Toch is het moeilijk om Nightreign saai te noemen. Zeker met vrienden is het onderhoudend: samen routes uitstippelen, vijanden aanpakken, loot vergelijken en strategieën bedenken werkt goed. Maar inhoudelijk is er weinig dat écht verandert per sessie. Builds zijn afhankelijk van willekeur, en wie hoopt een perfecte zwaartekrachtsorcerer te maken, komt vaak van een koude kermis thuis. De spreuken zijn random gekoppeld aan catalysatoren, waardoor plannen vaak eindigt in improvisatie.
De personages zelf zijn weinig memorabel. Hoewel je flarden achtergrondverhaal meekrijgt, voelen ze losstaand van de wereld aan. Waar Elden Ring grossiert in mysterie, verval en verborgen verhalen, lijkt Nightreign daar nauwelijks iets van mee te nemen. De game strooit achteloos met Dark Souls-referenties – oude bazen duiken op zonder context of verklaring. Ze zijn er niet omdat het verhaal erom vraagt, maar omdat het ‘leuk’ is. Dat mag, maar het haalt de magie uit het bronmateriaal. De wereld voelt meer als een speelhal dan als een mythisch oord.
En dat is misschien wel het grootste verschil. Nightreign is geen wereld om in te verdwalen, maar een arena om te herhalen. De langzame, bezwerende ontdekkingstocht van Elden Ring heeft plaatsgemaakt voor een constante stroom van actie en loot. Het is ADHD-vriendelijk, snel en reactief, maar mist de ziel die FromSoftware-spellen zo bijzonder maakt. Zelfs de combat voelt iets minder scherp, met haperende lock-on en vreemd trage hitregistratie.
Toch is het niet onplezierig. Het is leuk tijdverdrijf.
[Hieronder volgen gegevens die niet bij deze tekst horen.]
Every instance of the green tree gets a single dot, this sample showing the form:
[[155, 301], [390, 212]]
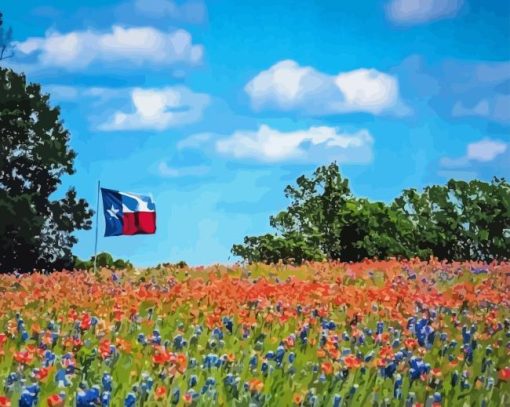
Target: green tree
[[36, 229], [457, 221], [6, 43]]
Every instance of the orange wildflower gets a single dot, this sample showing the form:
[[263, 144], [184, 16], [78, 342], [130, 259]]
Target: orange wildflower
[[297, 398]]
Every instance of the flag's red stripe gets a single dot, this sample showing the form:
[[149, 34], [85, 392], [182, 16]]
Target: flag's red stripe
[[139, 223]]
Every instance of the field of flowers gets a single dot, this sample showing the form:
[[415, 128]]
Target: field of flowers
[[368, 334]]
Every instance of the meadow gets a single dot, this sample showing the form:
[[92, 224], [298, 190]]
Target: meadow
[[386, 333]]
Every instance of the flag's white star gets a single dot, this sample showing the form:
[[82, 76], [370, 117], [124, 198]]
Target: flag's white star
[[113, 212]]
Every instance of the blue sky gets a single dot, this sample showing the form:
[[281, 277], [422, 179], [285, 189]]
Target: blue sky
[[214, 107]]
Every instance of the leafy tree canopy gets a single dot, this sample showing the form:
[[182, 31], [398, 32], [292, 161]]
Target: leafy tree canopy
[[457, 221], [36, 229]]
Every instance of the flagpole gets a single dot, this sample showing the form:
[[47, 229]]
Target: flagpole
[[97, 225]]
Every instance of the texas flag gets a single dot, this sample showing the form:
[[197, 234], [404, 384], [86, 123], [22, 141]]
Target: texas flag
[[128, 214]]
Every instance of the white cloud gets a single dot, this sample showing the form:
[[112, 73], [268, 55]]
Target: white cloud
[[173, 172], [483, 159], [493, 107], [136, 46], [485, 150], [194, 141], [289, 86], [409, 12], [159, 109], [311, 145], [192, 11]]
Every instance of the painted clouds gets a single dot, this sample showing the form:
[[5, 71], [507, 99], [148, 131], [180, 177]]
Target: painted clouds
[[410, 12], [159, 109], [137, 46], [288, 86], [268, 145]]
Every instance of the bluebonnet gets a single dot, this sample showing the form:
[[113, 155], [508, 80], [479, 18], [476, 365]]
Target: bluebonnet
[[228, 323], [29, 396], [417, 368], [389, 369], [156, 337], [130, 400], [106, 399], [176, 395], [88, 397], [210, 360], [141, 339], [217, 333], [62, 379], [193, 380], [253, 361], [107, 382], [179, 342], [397, 388], [280, 353]]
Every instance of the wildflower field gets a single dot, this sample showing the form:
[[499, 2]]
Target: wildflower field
[[323, 334]]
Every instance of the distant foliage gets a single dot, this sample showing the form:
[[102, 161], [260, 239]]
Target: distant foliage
[[457, 221], [6, 42], [36, 229], [103, 260]]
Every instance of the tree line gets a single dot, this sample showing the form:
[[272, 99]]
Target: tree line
[[458, 221]]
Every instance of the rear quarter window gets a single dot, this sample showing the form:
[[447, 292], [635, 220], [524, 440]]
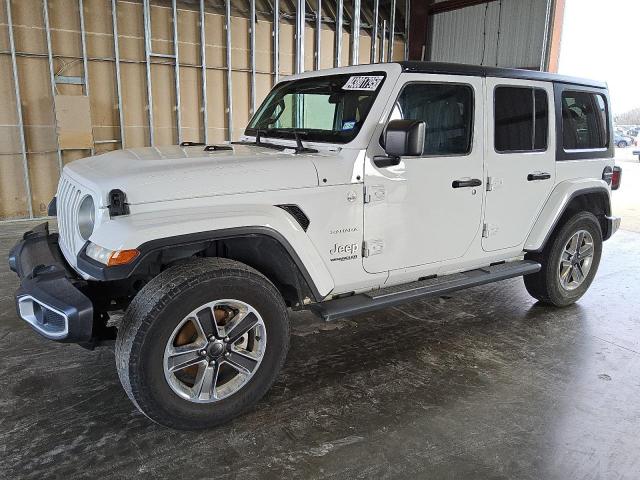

Je kunt je best vermaken, vooral in co-op. Maar de impact van het origineel – die weergaloze combinatie van vrijheid, sfeer en uitdaging – wordt nergens geëvenaard. Wat overblijft is een game die voelt als een afgeleide: onderhoudend, degelijk, maar nooit indrukwekkend. Er is ook bezorgdheid over mogelijke monetisatie. De Deluxe Edition hint al naar toekomstige betaalde personages en bazen, iets wat de community mogelijk zal verdelen.